NEW YORK – With a combination of genomic association and sequencing approaches, researchers have identified new genetic risk loci, candidate genes, and pathways contributing to a heart valve condition called calcific aortic valve stenosis (CAVS), which is marked by progressive calcification that narrows the aortic valve, restricting the volume of blood that can move through it and increasing pressure on the heart.
"We highlight the potential contribution of endothelial-mesenchymal transition, circulating lipoproteins, blood pressure, vascular remodeling, and inflammation in the disease process," first and corresponding author Sébastien Thériault, a researcher affiliated with Laval University and the University Institute of Cardiology and Pneumology of Quebec-ULaval, and his colleagues wrote in Nature Communications on Monday, noting that the results "pave the way for the identification of novel therapeutic targets for CAVS."
For their study, researchers at Laval, the University of Tartu, the University of Cambridge, and other centers started with a genome-wide association study and GWAS meta-analysis involving 14,819 participants of European ancestry with CAVS and 941,863 without, focusing in on 32 new or previously described CAVS-related loci.
By bringing in RNA sequencing profiles for 500 human aortic valve samples, together with expression quantitative trait locus (eQTL) results, the team found that the CAVS risk loci tended to turn up in parts of the genome that are linked to expression regulation. Digging into these expression regulatory sites, in turn, led to suspected causal genes as well as pathways that appear to be altered in affected tissues.

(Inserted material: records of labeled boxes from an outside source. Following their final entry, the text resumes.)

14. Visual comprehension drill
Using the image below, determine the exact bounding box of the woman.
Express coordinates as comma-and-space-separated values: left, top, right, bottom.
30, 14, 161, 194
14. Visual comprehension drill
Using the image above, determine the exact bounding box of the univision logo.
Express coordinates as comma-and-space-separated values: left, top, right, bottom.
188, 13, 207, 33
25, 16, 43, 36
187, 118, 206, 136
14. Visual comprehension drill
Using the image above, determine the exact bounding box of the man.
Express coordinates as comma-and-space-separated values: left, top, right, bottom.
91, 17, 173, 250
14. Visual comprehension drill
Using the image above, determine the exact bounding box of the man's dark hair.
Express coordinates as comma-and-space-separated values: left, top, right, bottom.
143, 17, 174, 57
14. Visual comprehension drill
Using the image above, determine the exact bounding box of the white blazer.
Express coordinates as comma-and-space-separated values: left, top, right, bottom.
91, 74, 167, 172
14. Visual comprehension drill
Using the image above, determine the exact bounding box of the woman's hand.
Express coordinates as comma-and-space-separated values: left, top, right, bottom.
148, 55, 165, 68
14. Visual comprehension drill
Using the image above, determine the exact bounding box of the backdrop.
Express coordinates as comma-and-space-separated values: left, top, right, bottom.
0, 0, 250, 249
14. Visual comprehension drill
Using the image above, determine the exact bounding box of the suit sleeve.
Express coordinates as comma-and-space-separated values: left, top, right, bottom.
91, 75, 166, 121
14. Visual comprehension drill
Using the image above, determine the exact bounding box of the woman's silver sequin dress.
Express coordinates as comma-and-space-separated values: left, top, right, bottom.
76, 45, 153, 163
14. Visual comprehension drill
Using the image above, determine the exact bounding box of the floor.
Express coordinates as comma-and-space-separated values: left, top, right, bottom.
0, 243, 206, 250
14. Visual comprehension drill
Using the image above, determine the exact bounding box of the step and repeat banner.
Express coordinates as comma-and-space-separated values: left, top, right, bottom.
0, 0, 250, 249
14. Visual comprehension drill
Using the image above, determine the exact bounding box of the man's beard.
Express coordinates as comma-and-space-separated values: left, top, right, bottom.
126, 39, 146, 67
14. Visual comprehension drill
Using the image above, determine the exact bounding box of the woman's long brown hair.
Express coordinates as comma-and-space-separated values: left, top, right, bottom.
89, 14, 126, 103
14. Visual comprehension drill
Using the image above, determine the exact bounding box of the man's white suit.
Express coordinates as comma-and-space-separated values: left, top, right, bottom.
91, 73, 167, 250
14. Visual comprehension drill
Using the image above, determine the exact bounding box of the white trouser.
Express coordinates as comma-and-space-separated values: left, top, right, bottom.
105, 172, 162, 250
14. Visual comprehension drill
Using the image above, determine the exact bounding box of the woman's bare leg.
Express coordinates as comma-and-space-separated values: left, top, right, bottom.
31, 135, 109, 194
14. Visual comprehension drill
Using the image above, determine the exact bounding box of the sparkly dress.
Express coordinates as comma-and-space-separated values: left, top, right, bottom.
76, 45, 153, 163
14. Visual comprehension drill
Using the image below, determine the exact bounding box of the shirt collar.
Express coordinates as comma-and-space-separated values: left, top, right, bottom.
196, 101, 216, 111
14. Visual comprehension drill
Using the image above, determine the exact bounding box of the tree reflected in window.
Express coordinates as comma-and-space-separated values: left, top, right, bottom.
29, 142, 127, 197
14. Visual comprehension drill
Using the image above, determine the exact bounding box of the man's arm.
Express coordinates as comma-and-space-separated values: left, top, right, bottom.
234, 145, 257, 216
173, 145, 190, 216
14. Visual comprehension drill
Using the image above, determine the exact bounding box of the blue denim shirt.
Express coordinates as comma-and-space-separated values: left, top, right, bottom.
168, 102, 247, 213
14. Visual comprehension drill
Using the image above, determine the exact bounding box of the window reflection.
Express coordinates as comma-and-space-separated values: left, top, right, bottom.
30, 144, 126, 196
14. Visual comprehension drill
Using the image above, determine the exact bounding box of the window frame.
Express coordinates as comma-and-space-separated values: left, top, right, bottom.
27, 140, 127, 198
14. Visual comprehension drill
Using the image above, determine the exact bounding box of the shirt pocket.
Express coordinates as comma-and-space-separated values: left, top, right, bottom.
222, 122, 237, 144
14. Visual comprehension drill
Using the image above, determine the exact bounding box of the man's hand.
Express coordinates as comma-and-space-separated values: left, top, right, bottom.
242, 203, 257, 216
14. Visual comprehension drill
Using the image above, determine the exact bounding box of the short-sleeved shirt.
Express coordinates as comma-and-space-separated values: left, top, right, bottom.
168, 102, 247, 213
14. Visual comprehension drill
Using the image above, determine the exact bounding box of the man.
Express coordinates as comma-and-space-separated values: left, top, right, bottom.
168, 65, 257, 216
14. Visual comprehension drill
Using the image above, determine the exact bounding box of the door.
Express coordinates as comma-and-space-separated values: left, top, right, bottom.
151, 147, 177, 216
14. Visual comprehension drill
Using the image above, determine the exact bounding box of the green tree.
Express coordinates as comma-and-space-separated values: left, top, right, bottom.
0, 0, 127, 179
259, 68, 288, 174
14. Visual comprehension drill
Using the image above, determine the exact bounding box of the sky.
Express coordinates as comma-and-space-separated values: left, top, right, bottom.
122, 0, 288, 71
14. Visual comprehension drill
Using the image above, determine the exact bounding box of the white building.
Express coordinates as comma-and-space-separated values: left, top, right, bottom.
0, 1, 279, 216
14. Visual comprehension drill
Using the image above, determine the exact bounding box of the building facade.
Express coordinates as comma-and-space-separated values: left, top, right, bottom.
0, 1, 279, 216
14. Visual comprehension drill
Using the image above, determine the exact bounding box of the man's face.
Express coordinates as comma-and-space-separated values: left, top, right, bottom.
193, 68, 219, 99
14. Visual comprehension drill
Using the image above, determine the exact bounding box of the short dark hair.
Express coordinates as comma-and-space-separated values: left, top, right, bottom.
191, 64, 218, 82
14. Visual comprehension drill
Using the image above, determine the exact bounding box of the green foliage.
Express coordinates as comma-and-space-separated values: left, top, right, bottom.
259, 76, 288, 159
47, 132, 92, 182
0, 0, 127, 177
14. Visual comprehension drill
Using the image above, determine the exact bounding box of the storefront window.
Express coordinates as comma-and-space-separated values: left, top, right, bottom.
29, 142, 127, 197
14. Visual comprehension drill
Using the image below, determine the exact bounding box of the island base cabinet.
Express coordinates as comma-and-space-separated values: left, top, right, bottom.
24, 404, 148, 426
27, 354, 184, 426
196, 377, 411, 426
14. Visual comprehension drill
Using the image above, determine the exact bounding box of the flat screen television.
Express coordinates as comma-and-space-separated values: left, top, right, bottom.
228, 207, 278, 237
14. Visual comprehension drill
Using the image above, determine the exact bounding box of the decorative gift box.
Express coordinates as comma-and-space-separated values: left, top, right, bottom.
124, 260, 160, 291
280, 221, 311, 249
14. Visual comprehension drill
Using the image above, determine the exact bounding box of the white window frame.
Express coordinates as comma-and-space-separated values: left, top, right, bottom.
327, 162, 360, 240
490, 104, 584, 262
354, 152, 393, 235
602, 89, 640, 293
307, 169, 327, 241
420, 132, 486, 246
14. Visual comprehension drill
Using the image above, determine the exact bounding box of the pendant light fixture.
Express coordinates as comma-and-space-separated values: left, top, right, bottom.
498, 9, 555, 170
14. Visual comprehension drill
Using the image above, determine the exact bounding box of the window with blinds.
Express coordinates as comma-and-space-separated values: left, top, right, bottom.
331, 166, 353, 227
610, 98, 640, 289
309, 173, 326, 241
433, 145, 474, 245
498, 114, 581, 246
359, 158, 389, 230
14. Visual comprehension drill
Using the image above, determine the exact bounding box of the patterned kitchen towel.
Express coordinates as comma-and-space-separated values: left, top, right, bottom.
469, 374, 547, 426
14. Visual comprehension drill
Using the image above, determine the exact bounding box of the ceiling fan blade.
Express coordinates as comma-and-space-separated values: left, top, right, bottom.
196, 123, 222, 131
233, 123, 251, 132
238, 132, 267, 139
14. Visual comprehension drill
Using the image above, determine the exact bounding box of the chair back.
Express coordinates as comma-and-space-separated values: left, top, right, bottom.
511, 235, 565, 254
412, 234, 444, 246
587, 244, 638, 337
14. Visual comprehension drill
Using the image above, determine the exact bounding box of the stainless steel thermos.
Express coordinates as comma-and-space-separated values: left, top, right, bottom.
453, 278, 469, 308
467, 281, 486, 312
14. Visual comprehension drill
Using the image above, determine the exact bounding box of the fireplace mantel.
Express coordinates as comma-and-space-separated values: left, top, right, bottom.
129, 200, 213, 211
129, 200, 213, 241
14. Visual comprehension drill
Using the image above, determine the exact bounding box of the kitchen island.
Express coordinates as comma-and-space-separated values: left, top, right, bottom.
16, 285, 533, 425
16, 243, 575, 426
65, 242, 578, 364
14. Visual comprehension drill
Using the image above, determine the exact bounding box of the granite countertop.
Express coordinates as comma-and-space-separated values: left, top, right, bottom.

"We report several significant eQTL at [CAVS-associated] genomic loci, many of which are specific to the aortic valve, implicating tissue-specific regulatory mechanisms," the authors reported. "We also show robust evidence of [a] genetic relationship between CAVS and several traits, including circulating lipids, blood pressure, atherosclerotic cardiovascular diseases, and inflammation."
Using combined colocalization, Mendelian randomization, and transcriptome-wide association study analyses, meanwhile, the investigators flagged eight genes — PRRX1, ATP13A3, TWIST1, BCL10, RAD9A, NRBP1, FES, and AFAP1 — with apparent ties to CAVS.
The team noted that two of the genes, PRRX1 and TWIST1, code for epithelial-mesenchymal transition-related transcription factors with ties to transcriptional regulatory networks related to fibroblast activation.
Moreover, the investigators explained, a CAVS-linked locus near TWIST1 appeared to have pronounced effects on gene expression profiles found in the aortic valve, particularly when two copies of a CAVS-associated variant turned up at this locus. Likewise, they highlighted a tissue-specific eQTL neighboring PRRX1, which is itself expressed at high levels in human aortic valve tissue.
The team also conducted additional cross-phenotype analyses and a phenome-wide association study of genes or loci found by GWAS or TWAS that was done using data on dozens of cardiovascular traits profiled in UK Biobank participants. Those results pointed to blood pressure, inflammation, and circulating lipoprotein pathways as potential players in CAVS development and disease biology.
The authors noted that several CAVS-associated loci overlapped with sites linked to blood lipid levels or blood pressure traits, while their genetic correlation findings "showed consistent relationships between CAVS and pulse pressure as well as aortic calcification, further supporting shared genetic mechanisms with vascular remodeling."